In rendering the opinion in paragraph 1 above, we have assumed that (i) the resolutions authorizing the Partnership to issue and deliver and sell the Authorized Units pursuant to the Distribution Agreement will be in full force and effect at all times at which the Authorized Units are issued and delivered or sold by the Partnership and the Partnership will take no action inconsistent with such resolutions, and (ii) the timing of, the terms of and the consideration for each issuance of Authorized Units by the Partnership under the Distribution Agreement will be approved by the Board of Directors of the general partner of the Partnership or an authorized committee or subcommittee of the Board of Directors of the general partner of the Partnership.

As to facts material to the opinions expressed herein, we have relied upon oral or written statements and representations of officers and other representatives of the General Partner and others. The opinions expressed herein are limited to the DRULP Act and the laws of the State of New York, in each case as currently in effect, and we express no opinion as to the effect of the laws of any other jurisdiction.

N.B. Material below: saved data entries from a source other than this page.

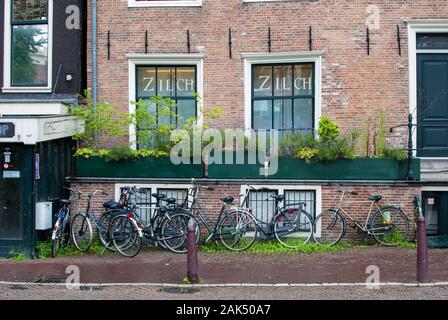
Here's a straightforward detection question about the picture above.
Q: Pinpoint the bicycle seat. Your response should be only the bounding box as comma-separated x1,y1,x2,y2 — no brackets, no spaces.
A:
103,200,121,210
152,193,167,200
220,196,234,204
368,195,383,202
165,198,177,205
60,199,71,205
271,195,285,202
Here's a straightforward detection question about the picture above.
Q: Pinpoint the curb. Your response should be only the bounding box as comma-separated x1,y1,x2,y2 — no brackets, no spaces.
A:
1,281,448,288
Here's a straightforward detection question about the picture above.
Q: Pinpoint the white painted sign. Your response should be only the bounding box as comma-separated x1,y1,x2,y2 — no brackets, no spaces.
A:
3,171,20,179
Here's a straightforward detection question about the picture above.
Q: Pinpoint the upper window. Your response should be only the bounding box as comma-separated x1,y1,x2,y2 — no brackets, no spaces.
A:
252,63,315,136
136,65,197,148
417,33,448,50
129,0,202,7
10,0,49,87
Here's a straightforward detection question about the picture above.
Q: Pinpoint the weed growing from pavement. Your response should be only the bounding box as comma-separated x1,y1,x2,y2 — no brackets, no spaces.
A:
199,240,350,254
182,277,204,284
9,250,28,261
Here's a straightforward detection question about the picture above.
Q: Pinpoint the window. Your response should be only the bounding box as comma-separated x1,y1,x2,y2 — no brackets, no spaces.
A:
11,0,48,86
417,33,448,50
244,187,317,224
117,184,190,224
129,0,202,7
3,0,52,92
136,65,197,148
252,63,315,136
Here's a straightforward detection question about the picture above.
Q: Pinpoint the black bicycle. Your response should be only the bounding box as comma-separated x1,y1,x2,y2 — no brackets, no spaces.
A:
110,186,198,257
241,186,314,249
51,187,82,257
180,180,258,252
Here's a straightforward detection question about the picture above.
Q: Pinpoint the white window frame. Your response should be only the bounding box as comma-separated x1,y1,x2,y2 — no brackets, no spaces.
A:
406,19,448,159
127,53,204,149
114,183,193,204
128,0,202,7
2,0,53,93
242,51,323,134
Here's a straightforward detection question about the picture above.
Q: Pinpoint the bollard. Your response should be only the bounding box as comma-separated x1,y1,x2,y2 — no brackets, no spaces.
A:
417,215,430,283
187,218,199,284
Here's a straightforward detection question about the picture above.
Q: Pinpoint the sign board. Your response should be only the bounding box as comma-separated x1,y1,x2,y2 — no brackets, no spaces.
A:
428,198,435,205
3,171,20,179
0,123,15,138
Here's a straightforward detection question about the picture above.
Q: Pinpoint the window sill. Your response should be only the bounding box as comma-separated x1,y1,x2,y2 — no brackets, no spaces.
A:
1,87,52,94
128,0,202,7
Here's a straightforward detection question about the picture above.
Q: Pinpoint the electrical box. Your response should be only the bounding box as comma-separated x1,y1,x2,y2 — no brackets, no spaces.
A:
36,202,53,230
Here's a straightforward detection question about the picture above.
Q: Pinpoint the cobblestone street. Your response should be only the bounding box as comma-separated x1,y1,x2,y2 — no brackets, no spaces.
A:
1,283,447,300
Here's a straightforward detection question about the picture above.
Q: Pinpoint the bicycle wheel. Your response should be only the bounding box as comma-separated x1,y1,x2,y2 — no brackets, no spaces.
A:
274,208,313,249
313,210,346,246
71,214,93,252
370,206,410,246
160,212,199,254
218,210,257,252
98,212,118,252
111,215,142,258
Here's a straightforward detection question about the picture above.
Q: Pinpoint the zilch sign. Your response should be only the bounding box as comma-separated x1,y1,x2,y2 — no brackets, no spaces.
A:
0,123,15,138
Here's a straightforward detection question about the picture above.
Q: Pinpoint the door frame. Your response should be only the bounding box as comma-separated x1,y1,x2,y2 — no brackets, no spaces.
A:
0,144,34,257
407,20,448,158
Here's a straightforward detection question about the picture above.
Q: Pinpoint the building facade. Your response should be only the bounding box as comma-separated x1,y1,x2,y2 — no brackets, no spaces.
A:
0,0,86,257
64,0,448,243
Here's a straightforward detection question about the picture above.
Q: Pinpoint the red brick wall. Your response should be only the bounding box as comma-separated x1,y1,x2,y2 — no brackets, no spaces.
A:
86,0,448,148
69,180,420,243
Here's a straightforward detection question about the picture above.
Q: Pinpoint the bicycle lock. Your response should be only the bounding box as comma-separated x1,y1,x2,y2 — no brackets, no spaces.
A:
187,218,199,284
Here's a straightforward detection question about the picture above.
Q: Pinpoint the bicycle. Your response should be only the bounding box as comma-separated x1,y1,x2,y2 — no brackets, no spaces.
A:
241,186,314,249
110,186,198,257
71,189,124,253
179,179,258,252
312,184,411,246
51,187,82,257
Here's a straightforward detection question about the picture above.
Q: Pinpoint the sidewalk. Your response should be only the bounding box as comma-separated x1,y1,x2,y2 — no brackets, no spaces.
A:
0,247,447,285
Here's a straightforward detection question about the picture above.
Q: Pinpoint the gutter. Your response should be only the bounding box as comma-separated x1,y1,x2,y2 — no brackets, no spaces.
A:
92,0,97,141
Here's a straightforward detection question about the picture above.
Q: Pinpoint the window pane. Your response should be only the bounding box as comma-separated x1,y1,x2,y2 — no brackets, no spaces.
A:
137,67,156,98
137,99,157,129
293,99,313,134
12,0,47,22
253,100,272,130
157,189,188,206
157,67,175,96
294,64,313,96
11,24,48,86
247,190,277,223
177,100,196,126
176,67,196,97
417,33,448,50
273,99,293,131
285,190,316,220
274,65,293,96
253,66,272,97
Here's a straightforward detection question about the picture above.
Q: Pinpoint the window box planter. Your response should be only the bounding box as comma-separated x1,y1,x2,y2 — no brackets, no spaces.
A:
208,155,421,181
76,156,203,179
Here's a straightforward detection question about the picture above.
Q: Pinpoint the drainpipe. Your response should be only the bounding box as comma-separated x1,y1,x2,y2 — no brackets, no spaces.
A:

We hereby consent to the filing of this opinion as Exhibit 5.1 to the Current Report on Form 8-K dated the date hereof filed by the Partnership and incorporated by reference into the Registration Statements on Form S-3 (Registration Nos. 333-203067 and 333-211397) (the “Registration Statements”), filed by the Partnership to effect the registration of the Common Units under the Securities Act and to the reference to Jones Day under the caption “Legal Matters” in the prospectus constituting a part of the Registration Statements. In giving such consent, we do not thereby admit that we are included in the category of persons whose consent is required under Section 7 of the Act or the rules and regulations of the Securities and Exchange Commission promulgated thereunder.